Don’t get Amonte wrong. The third straight All-Star appearance has him so excited he will actually talk about himself for a few minutes, an activity he enjoys only slightly more than a cross-check to the face.

He enjoys the game. He enjoys the format, in its second year, of pitting the league’s best from North America against the league’s best from the rest of the world. He even enjoys playing during a weekend in which he could snag some much-needed rest.

But self-analysis and self-congratulation don’t excite Amonte. Competing does. And winning. And that’s about it.

“I am definitely not in the game’s elite,” Amonte says. “There are too many great players in this game. I try to measure myself against them when I play them, guys like Lindros and (Paul) Kariya. I just try to outcompete them.

“I need to do more. There’s always more a guy can give. I still think I can become a better player. You can be having a good year, but you can always get better. And we’re not winning. You want to be as good as you can in this league. You want to show the world how good you can be.”

The world seems to have already noticed.

Just take a quick peek at Amonte’s accomplishments. Besides the three straight All-Star Game berths, he was a member of last year’s U.S. Olympic team. He also scored the memorable game-winning goal in the 1996 World Cup to lead the U.S. past Canada.

This season he is thick in the race for the inaugural Maurice Richard Trophy, to be awarded to the league’s top goal scorer.

Details like that are why Amonte’s words would almost be comical if they weren’t delivered with such earnestness. He doesn’t lack confidence, he just lacks satisfaction.

“That, to me, is exactly why he is among the game’s elite,” says Hawks coach Dirk Graham.

Graham also points to Amonte’s development as a total player for his inclusion in that group. Even a few seasons ago, Amonte and defense weren’t on a first-name basis. At times, they weren’t in the same rink.

But Graham says Amonte has become one of his most responsible defensive players, not a bad admission coming from the 1991 winner of the Frank Selke Trophy, awarded to the forward who best excels at defense.

“Tony has always been able to score,” says Graham. “The biggest thing he has been able to accomplish is becoming a strong defensive player. He didn’t have that when he first got here. That’s the key to his whole success. He does the little things defensively and gets all kinds of scoring chances because of it. That’s part of rounding out your game.”

Indeed, Amonte has come a long way from his first few seasons, when he crashed into the league with the New York Rangers and scored 35 goals his first season, finishing second to Pavel Bure for the Calder Trophy.

Not that Amonte doesn’t look at those days fondly. He got to play with two of the league’s greats–Mark Messier and Adam Graves–on some of his most impressionable and development-starved days in the league.

But he also remembers, at times, how little of a clue he had.

“Coming into the league, you don’t know much about the game and style of play,” Amonte says. “It is totally different from any other league in the world and you have to adapt your style to playing in the NHL. There are very few who step in and are successful right away.

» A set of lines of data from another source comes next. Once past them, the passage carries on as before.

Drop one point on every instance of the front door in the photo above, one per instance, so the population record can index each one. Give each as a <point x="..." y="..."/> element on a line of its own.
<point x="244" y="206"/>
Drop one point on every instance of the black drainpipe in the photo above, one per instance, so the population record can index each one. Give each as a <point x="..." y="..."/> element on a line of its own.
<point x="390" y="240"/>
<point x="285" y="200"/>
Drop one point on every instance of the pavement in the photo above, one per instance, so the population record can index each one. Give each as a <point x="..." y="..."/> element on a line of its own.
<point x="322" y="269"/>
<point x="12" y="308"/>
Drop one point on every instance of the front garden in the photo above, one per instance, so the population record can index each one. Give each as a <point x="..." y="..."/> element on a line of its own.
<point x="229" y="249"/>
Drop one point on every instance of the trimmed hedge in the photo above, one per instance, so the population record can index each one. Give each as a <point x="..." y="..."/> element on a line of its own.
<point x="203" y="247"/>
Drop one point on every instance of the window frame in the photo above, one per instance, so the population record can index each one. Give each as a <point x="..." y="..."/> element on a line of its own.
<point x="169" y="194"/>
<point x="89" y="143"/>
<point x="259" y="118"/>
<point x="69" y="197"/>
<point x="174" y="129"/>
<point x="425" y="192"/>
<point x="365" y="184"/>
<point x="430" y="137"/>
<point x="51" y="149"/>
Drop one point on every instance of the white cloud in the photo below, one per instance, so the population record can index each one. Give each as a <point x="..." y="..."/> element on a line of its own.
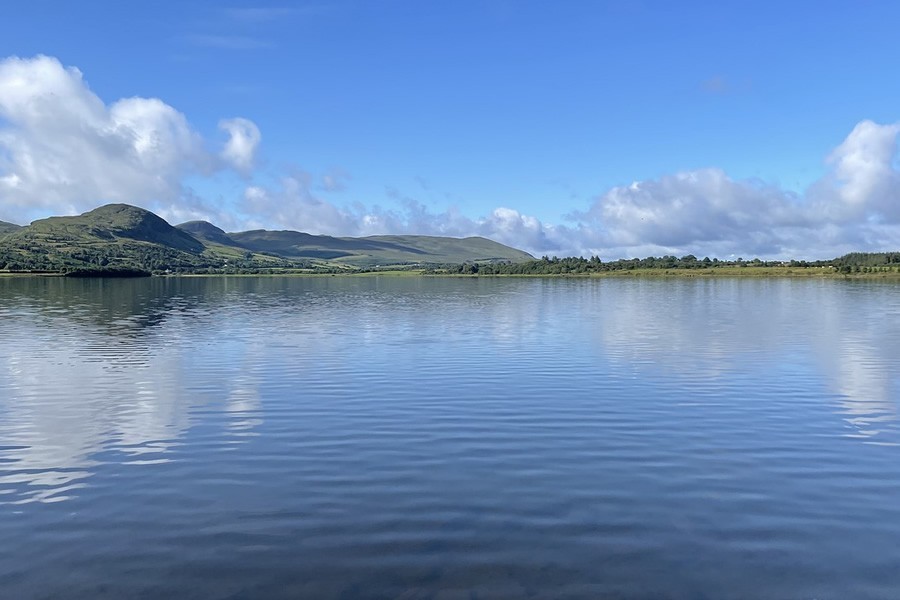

“I was fortunate enough to play with Mark and Adam on a line for two solid years every night. I played 160 games with those guys and they taught me a lot about competing and showing up every night and being there for your teammates and playing hard. It was a great way for me to break into the league.

“But I didn’t know what defense was then. As the years go on, you pick up more things. Three years ago when I scored 40 goals (actually, a career-high 41 in the 1996-97 season), I was thrown into a bigger role than I had ever had in this league. I was a goal scorer and a top-line guy and a go-to guy. That is an opportunity everybody in this dressing room waits for. I’m just trying to make the most of it.”

Notice the use of present tense, indicating a battle that will continue the rest of Amonte’s career.